For more information about R command's options: https://cran.r-project.org/doc/manuals/r-release/R-intro.html

To run the job you would use the PBS command:

$ qsub r_job.sh

This will execute the instructions in input.r after starting up R and the output that you would expect to see on the desktop for interactive execution will appear in the file output. Check the files r_job.sh.e**** and r_job.sh.o**** for any errors and to see the time consumed. Note the request for /scratch space in jobfs as R uses TMPDIR.

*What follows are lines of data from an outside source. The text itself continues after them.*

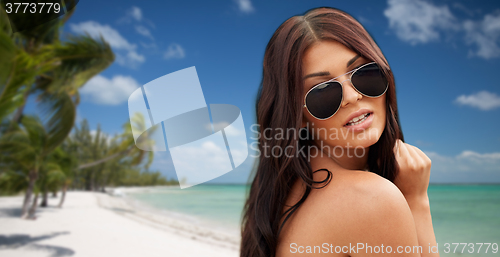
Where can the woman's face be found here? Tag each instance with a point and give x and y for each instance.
(327, 60)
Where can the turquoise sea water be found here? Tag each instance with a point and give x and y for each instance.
(460, 213)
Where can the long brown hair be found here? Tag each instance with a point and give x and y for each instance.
(279, 106)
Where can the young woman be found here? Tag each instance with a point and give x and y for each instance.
(345, 184)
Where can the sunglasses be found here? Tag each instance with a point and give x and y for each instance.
(324, 99)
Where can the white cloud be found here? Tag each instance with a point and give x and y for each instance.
(174, 51)
(245, 6)
(144, 31)
(483, 100)
(467, 166)
(485, 35)
(125, 51)
(136, 13)
(114, 91)
(417, 21)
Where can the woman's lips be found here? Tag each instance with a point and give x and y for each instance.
(364, 124)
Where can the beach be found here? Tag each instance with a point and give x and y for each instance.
(99, 224)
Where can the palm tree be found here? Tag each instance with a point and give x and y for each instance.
(36, 62)
(25, 149)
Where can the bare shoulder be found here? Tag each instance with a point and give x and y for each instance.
(355, 207)
(363, 207)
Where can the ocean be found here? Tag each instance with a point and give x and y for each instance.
(460, 213)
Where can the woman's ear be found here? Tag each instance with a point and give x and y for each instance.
(304, 121)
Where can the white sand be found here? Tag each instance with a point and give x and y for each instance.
(96, 224)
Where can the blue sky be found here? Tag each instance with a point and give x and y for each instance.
(445, 56)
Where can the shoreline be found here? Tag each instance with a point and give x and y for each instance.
(180, 223)
(98, 224)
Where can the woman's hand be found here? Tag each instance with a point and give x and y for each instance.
(414, 172)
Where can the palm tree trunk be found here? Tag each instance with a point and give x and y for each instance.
(20, 109)
(65, 187)
(29, 192)
(45, 194)
(105, 159)
(31, 214)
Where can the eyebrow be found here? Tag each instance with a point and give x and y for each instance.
(326, 73)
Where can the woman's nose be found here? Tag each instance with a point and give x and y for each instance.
(350, 95)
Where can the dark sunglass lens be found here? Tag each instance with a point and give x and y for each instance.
(370, 80)
(324, 100)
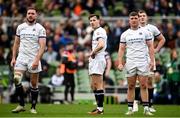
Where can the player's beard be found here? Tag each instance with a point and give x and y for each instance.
(32, 21)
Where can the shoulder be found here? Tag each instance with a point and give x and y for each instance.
(143, 29)
(100, 30)
(39, 26)
(152, 27)
(22, 25)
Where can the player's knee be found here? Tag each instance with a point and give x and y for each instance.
(131, 86)
(143, 86)
(18, 78)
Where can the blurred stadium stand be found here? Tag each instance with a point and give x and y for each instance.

Executing R commands in an interactive way is also possible. Please see the details at https://opus.nci.org.au/display/Help/0.+Welcome+to+Gadi#id-0.WelcometoGadi-InteractiveJobs.

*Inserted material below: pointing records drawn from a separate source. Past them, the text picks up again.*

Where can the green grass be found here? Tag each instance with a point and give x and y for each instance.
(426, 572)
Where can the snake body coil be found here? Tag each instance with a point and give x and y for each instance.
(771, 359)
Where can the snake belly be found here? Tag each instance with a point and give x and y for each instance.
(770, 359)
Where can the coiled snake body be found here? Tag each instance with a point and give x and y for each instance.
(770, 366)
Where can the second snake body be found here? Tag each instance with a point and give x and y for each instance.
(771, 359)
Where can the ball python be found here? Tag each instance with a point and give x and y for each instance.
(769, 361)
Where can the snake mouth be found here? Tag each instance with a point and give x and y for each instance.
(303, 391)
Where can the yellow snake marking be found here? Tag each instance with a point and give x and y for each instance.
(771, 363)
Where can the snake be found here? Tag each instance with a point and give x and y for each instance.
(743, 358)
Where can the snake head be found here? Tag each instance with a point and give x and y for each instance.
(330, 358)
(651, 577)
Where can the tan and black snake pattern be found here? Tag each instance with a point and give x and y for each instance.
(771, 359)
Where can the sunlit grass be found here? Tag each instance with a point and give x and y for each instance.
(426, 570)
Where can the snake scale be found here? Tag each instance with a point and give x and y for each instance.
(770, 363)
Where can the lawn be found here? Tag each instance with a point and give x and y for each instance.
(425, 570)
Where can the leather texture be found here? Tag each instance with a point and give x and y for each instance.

This version of R has been built with the Intel MKl library for dense linear algebra BLAS and LAPACK. If your algorithm is heavily dependent on LAPACK routines, you may be able to benefit by running in parallel. An example job script with 2 CPU cores provided below. Note that if your application does not work in parallel, setting the number of CPU cores to 1 and changing the memory and jobfs according to the information available at https://opus.nci.org.au/display/Help/Queue+Structure is required to prevent the compute resource waste.

#!/bin/bash

#PBS -q normal
#PBS -l ncpus=2
#PBS -l mem=4GB
#PBS -l jobfs=16GB
#PBS -l walltime=00:15:00
#PBS -l wd

# Load module, always specify version number.
module load R/4.1.0

# Set number of OMP threads
export OMP_NUM_THREADS=$PBS_NCPUS

# Must include `#PBS -l storage=scratch/ab12+gdata/yz98` if the job
# needs access to `/scratch/ab12/` and `/g/data/yz98/`. Details on
# https://opus.nci.org.au/display/Help/PBS+Directives+Explained.

# Run R application
R --vanilla -f input.r > output

To see if it is worth using multiple CPU cores, you should run some timing tests with 1, 2, 4 up to no more than 16 CPU cores and check the walltime used. Your problems need to be fairly large to benefit from parallelism.

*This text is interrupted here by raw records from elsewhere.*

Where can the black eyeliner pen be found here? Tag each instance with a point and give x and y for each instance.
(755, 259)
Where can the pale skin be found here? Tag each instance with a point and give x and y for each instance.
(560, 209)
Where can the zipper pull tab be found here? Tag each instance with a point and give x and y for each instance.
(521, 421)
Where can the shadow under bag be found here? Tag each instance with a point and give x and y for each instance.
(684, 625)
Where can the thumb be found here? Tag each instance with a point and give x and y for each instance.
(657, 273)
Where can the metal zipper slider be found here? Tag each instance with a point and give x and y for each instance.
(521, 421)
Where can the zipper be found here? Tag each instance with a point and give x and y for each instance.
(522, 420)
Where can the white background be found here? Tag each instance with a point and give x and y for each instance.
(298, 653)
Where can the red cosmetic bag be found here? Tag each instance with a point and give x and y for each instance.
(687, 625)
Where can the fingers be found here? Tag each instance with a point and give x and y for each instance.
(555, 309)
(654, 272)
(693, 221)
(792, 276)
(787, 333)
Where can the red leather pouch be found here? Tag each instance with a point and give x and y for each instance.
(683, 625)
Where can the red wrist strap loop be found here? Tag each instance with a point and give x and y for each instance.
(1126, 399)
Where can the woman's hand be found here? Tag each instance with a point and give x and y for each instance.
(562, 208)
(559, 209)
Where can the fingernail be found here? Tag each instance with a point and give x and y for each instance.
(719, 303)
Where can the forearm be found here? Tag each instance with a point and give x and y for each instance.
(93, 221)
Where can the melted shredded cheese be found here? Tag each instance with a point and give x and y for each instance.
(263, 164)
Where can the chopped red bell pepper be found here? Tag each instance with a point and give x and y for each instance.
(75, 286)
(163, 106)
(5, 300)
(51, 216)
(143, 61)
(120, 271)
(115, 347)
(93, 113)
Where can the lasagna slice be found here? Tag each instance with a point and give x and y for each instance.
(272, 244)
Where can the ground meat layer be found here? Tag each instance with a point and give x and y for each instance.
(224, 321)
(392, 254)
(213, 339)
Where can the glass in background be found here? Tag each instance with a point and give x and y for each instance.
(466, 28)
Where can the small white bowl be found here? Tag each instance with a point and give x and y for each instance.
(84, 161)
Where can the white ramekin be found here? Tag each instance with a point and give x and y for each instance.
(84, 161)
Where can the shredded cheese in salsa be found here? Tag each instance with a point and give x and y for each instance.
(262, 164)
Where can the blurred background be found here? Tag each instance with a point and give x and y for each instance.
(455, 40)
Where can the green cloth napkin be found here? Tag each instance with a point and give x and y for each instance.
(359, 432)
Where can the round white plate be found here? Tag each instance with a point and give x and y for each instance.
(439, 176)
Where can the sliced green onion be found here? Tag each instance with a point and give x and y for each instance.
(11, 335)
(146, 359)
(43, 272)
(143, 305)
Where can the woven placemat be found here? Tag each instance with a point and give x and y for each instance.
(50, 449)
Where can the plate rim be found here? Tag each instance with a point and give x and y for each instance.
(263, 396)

If you wish to add extra packages such as randomForest, you need to load appropriate Intel modules. We recommend using the same Intel compiler version that were used to build R.

The list of modules that were loaded during the R build are in the /apps/R/<version>/README.nci file. For example, for R/4.1.0, the file is /apps/R/4.1.0/README.nci. There you can see that intel-compiler/2021.2.0 was used. Therefore this is the version that needs to be loaded, as shown below:

# Unload modules
$ module unload R intel-compiler

# Load modules, always specify version number.
$ module load R/4.1.0
$ module load intel-compiler/2021.2.0

$ R
....
> install.packages("randomForest",repos="https://mirror.aarnet.edu.au/pub/CRAN/")
Warning in install.packages("randomForest") :
  ''''''''''''''''''''''''''''''''lib = "/apps/R/4.1.0/lib64/R/library"'''''''''''''''''''''''''''''''' is not writeable
Would you like to create a personal library
''''''''''''''''''''''''''''''''~/R/x86_64-unknown-linux-gnu-library/4.1.0''''''''''''''''''''''''''''''''
to install packages into?  (y/n) y

If you wish to install packages in a different directory from the default ~/R/x86_64-unknown-linux-gnu-library/4.1.0, you need to set the environment variable R_LIBS to the new directory. For bash, you will be able to set it using



$ export R_LIBS=/path/to/your/new/directory:$R_LIBS


command. This will also need to be set every time you use R.

Note, that some packages can not be build with Intel compilers. The problem usually happens when a package using complex variables. In such cases, you need to switch to GNU compilers. This is done by modifying ~/.R/Makevars file in your $HOME directory. Putting the following lines in this file:

CXX=g++
CXX11=g++
CXX14=g++
CC=gcc

will force R to use gcc/g++ instead of icc. Do not forget to comment out these lines (i.e. add # symbol in front of each line) after installing that problematic package.